# MES40, AMNPS< and first cheese run, with Q-View



## jnelson (Aug 20, 2012)

I recently pulled the trigger and bought the MES40 after Sam's marked it down to $284.  Then, my lovely wife bought me the AMNPS for my birthday.  I spent Saturday afternoon seasoning both the MES and the AMNPS, and then spen yesterday smoking the first batch of cheese.

My wife suggested a small batch, to make sure we liked the results.  I used Traeger Apple pellets for 3.5 hours.  Here is the Q-View:

The victims:













2012-08-19 12.34.41.jpg



__ jnelson
__ Aug 20, 2012






Arranged in all of their naked glory:













2012-08-19 12.40.04.jpg



__ jnelson
__ Aug 20, 2012






In the smoker.  You can see the ice layer beneath the cheese.  I used a frozen 2-liter bottle.  I cut away the bottle in case the heat got too high. 













2012-08-19 12.50.50.jpg



__ jnelson
__ Aug 20, 2012






Out of the smoker:













2012-08-19 16.32.40.jpg



__ jnelson
__ Aug 20, 2012






Packaged and into the refrigerator:













2012-08-19 16.36.24.jpg



__ jnelson
__ Aug 20, 2012






You may notice that a few of the string cheese sticks are missing.  We have a rule in our house called "Chef's Option".  If you are the cook, you can sample as much as you want!

Now to wait the two weeks to see how it turned out.

Once that was finished, I threw two pork tenderloins on the grill.  Those had been marinating since Saturday afternoon.  This will be supper for the week:













2012-08-19 17.31.42.jpg



__ jnelson
__ Aug 20, 2012






Thanks for looking, and even more thanks for the wonderful forum where I learned to smoke cheese.

Brad


----------



## smokinhusker (Aug 21, 2012)

Cheese looks great as do the tenderloins! You don't have to wait the 2 wks for the mozzarella to mellow. 

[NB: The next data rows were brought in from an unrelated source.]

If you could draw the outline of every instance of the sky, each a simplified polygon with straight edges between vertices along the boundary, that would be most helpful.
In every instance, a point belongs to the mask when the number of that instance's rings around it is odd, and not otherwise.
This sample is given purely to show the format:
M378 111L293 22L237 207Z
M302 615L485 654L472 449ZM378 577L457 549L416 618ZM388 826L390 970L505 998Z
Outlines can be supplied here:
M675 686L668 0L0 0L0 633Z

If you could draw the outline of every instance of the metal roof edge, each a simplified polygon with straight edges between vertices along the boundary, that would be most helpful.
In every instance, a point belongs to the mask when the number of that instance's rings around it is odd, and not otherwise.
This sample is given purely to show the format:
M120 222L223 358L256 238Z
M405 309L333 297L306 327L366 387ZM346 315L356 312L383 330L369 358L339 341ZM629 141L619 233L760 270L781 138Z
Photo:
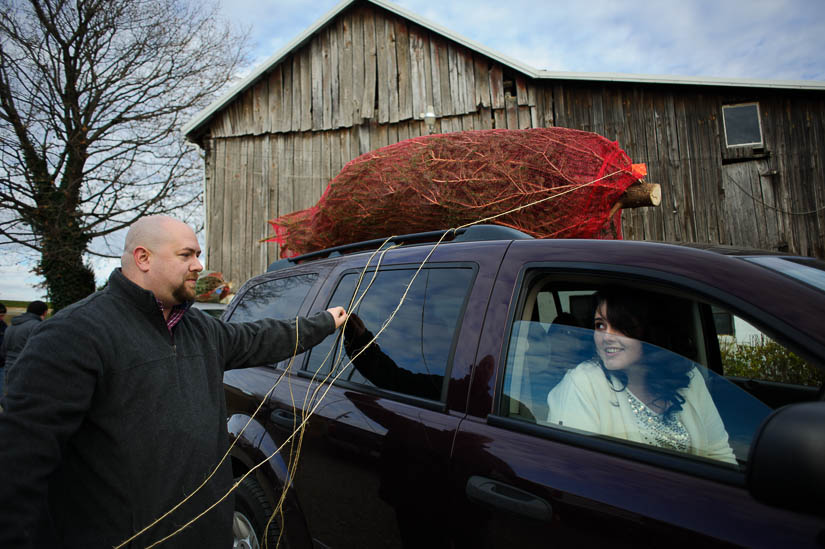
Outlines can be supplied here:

Here's a tip I learned too...Traeger Pellets are for heat in the Traeger units and they will add quite a bit of significant heat. I use Smokehouse Brand pellets which add some heat,

but not to the extent Traeger pellets do.


----------



## scarbelly (Aug 24, 2012)

Looks like a great start with the new MES. Congrats on the success. Now comes the hard part. The wait


----------